For something like this we should probably use dateutil.parser to recon most date formats but still its easy to break by users.

@jorgeorpinel

Doesn't this start making the cache dir less friendly for manual editing?

I would argue that the cache-dir shouldn't be manually edited. And in any case, I still think that the unresolved issue of using one cache for many projects needs a better solution than is currently implemented. Registration of what a project uses in which case is a simple option. But I would like to hear other solutions (and please not to list them on the command-line; that is way too brittle).

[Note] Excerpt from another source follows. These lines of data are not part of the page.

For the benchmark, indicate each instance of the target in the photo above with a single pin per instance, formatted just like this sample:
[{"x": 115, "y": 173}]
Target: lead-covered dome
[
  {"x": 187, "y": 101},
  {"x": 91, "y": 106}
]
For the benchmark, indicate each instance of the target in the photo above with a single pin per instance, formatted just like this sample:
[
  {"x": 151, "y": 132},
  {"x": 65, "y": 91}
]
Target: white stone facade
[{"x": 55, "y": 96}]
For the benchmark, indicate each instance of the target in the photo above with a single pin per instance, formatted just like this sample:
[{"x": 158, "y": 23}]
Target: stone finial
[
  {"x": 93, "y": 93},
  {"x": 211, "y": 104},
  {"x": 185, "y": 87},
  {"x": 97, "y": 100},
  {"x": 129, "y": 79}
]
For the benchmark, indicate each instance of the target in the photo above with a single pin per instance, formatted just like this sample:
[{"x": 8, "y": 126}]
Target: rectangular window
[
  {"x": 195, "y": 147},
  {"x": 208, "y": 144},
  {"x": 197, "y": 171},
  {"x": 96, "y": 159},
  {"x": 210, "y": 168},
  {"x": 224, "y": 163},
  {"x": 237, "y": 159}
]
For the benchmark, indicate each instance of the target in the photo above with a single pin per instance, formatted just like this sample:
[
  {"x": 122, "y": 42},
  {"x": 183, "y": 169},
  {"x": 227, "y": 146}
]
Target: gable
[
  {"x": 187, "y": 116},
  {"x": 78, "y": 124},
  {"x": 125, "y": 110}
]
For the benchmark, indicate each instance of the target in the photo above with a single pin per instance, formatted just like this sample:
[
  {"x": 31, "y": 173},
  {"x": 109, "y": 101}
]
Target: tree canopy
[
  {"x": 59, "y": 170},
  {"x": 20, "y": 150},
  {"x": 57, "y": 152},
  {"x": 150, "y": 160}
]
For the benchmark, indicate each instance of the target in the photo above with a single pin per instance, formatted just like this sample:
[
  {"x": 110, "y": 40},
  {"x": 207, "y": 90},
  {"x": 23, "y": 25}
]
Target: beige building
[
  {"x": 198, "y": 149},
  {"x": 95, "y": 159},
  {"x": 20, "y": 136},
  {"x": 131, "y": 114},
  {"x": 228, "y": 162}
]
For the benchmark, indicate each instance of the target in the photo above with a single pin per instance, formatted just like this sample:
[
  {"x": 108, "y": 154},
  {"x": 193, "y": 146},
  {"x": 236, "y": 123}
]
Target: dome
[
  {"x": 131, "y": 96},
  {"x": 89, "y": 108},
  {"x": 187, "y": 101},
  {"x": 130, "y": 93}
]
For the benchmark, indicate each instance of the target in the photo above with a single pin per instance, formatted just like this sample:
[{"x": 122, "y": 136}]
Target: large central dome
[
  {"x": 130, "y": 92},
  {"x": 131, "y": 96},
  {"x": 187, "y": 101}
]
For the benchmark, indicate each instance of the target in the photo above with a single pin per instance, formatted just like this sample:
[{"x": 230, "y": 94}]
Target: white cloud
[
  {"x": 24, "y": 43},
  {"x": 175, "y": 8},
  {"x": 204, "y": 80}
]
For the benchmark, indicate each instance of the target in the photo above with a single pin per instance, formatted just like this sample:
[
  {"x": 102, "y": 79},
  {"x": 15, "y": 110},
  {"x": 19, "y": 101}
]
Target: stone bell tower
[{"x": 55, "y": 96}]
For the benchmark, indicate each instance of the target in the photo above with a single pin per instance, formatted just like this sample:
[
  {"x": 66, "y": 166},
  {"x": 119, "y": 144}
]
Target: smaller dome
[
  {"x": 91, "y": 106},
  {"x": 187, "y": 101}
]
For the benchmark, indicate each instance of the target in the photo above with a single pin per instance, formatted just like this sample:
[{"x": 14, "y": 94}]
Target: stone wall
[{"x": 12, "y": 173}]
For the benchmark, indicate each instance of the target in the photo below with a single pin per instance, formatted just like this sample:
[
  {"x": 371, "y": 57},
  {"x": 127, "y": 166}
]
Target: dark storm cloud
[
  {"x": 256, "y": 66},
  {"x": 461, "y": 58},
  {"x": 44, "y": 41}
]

To be clear, suggested initial implementation would look like this:

dvc gc - remove everything that is not used in any commit in the local git repo;
dvc gc -a - would behave the same as in the current implementation;
dvc gc -T - would behave the same as in the current implementation;
dvc gc --workspace - would behave the same as `dvc gc`(no args) behaves in the current implementation; Naming could be disputed for sure.

This would basically make the current approach much safer, along with implementing most of the needed logic for walking commits, so that we could easily support per-commit gc later. This approach also leaves all the useful aggressive approaches available.

Thoughts @iterative/engineering ?

I would say that we should explicitly state what we want to remove. For now there are four areas that we separate - workspace, tags, branch heads, all other commits (history). So it might looks like:

dvc gc  # remove anything not referenced from any commit nor workspace
dvc gc --remove=history  # same as above plus history
dvc gc --remove=history,tags,branches  # only leave things referenced from workspace 

I would specifically don't want using -a, -T to not confuse people about possible push/pull/gc symmetry.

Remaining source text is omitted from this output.